A Lei de Anistia, que hoje completa 30 anos, está na pauta dos julgamentos polêmicos do Supremo Tribunal Federal (STF), ao lado da união homoafetiva. A medida é contestada pela Ordem dos Advogados do Brasil. Para a entidade, a Lei de Anistia não perdoou crimes de tortura – imprescritíveis por convenção internacional. Ao contrário da questão homoafetiva, que deve receber o voto favorável dos ministros, o perdão aos torturadores segue cercadas de interrogações.

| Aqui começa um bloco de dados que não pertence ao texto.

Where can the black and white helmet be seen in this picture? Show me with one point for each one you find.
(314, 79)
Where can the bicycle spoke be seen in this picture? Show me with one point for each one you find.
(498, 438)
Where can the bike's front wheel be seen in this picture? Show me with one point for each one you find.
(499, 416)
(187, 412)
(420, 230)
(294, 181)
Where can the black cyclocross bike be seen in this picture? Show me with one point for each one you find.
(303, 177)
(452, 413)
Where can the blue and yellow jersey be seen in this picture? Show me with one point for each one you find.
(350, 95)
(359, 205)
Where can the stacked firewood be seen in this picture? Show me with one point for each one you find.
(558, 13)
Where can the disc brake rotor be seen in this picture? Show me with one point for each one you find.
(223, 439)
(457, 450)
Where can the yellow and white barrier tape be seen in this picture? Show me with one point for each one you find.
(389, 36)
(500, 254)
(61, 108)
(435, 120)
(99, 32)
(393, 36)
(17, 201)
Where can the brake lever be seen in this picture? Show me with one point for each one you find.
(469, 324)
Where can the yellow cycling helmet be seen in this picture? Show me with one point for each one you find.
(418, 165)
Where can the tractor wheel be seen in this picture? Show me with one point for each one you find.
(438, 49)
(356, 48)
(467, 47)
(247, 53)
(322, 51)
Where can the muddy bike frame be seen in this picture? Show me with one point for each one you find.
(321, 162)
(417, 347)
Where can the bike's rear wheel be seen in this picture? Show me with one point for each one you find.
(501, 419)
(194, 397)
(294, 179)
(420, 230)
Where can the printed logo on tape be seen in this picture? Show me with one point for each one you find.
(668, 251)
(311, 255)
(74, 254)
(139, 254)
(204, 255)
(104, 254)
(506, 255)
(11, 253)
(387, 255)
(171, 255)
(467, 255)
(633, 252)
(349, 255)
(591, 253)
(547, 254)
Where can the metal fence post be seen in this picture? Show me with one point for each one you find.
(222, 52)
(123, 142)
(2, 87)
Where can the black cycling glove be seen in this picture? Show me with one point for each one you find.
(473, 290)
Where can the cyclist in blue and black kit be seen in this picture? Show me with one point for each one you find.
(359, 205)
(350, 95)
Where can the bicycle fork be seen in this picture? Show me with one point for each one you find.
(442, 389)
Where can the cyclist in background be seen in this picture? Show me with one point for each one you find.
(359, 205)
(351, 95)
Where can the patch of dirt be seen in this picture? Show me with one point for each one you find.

Ao lado da OAB estão ministros que sofreram na pele os métodos de interrogatório próprios do regime militar. Tarso Genro (Justiça), Dilma Rousseff (Casa Civil) e Paulo Vanucchi (Direitos Humanos) estão entre os que pretendem revisitar os crimes de tortura praticados por militares. O foco, em especial, recai sobre dois ex-comandantes do Destacamento de Operações de Informações do Centro de Operações de Defesa Interna (DOI-Codi) – os coronéis reformados do Exército Carlos Alberto Brilhante Ustra e Audir Santos Maciel.Mas a posição de Genro, Vannuchi e Dilma, enfrenta resistência dentro do próprio governo, de Nelson Jobim (Defesa), José Toffoli (Advocacia-Geral da União) e do presidente Lula.

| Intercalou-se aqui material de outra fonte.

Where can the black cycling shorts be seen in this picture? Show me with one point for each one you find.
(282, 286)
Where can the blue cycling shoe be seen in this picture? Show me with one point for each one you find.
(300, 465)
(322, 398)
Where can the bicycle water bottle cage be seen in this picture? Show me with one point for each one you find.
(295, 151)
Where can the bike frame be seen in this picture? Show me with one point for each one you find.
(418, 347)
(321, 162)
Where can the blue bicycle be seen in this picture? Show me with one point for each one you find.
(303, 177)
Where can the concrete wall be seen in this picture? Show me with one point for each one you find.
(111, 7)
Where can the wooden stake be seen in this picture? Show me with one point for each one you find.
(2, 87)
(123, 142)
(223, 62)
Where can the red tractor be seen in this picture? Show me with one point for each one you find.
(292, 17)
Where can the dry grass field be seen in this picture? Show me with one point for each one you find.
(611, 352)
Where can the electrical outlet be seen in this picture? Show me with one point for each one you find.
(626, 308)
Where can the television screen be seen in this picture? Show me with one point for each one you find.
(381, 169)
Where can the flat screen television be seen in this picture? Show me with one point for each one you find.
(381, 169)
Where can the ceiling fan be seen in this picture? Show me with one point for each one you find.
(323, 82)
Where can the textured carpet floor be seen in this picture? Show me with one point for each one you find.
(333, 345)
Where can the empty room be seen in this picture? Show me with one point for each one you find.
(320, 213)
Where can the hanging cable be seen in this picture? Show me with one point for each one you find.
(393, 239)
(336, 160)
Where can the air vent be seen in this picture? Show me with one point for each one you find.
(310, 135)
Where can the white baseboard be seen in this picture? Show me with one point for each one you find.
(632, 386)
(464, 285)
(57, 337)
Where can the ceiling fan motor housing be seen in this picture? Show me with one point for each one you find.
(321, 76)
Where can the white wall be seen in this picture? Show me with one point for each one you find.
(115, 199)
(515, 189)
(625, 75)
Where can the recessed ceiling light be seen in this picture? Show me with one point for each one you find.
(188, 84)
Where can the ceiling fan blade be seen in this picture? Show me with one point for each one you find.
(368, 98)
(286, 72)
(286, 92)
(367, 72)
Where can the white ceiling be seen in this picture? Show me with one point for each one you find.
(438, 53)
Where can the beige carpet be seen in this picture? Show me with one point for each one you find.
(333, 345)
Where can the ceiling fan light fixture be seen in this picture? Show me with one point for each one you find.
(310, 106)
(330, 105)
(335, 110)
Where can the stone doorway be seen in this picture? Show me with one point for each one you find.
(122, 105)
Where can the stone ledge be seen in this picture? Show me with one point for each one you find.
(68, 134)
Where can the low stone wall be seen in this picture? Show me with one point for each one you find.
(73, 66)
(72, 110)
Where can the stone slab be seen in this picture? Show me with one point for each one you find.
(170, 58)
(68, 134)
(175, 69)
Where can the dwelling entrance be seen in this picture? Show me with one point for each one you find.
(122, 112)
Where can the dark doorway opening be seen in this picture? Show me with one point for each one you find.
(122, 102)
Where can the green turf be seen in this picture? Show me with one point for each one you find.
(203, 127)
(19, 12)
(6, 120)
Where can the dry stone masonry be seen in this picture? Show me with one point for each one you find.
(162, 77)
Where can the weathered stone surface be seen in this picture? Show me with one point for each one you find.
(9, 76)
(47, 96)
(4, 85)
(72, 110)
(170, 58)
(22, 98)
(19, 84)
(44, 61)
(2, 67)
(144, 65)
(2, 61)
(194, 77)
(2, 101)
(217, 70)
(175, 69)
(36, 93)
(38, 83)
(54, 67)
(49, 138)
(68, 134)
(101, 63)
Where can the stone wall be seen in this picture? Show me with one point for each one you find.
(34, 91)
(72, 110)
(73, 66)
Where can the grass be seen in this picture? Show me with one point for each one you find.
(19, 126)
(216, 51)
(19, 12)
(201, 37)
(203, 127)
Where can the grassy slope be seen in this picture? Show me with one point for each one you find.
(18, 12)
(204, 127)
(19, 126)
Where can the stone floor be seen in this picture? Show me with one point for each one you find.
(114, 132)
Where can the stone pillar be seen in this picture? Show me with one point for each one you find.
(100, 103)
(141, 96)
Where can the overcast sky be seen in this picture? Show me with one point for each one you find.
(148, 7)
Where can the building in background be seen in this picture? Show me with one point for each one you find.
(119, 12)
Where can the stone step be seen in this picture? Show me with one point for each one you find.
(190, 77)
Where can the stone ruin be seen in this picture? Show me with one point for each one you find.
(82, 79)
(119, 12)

A questão ganhou mais tempero depois que a relatoria do processo no STF caiu justo no colo do ministro Eros Grau, que foi preso e torturado pela ditadura. Em parecer, a AGU defendeu a anistia aos torturados, muito por indicação do Palácio do Planalto. A opinião de ex-ministros apontam que a corte deve manter a extensão atual da lei e salvar os militares reformados de um julgamento. A posição colocaria o Brasil em posição oposta à da Argentina, por exemplo. Mas evitaria marolas políticas, especialmente com os militares.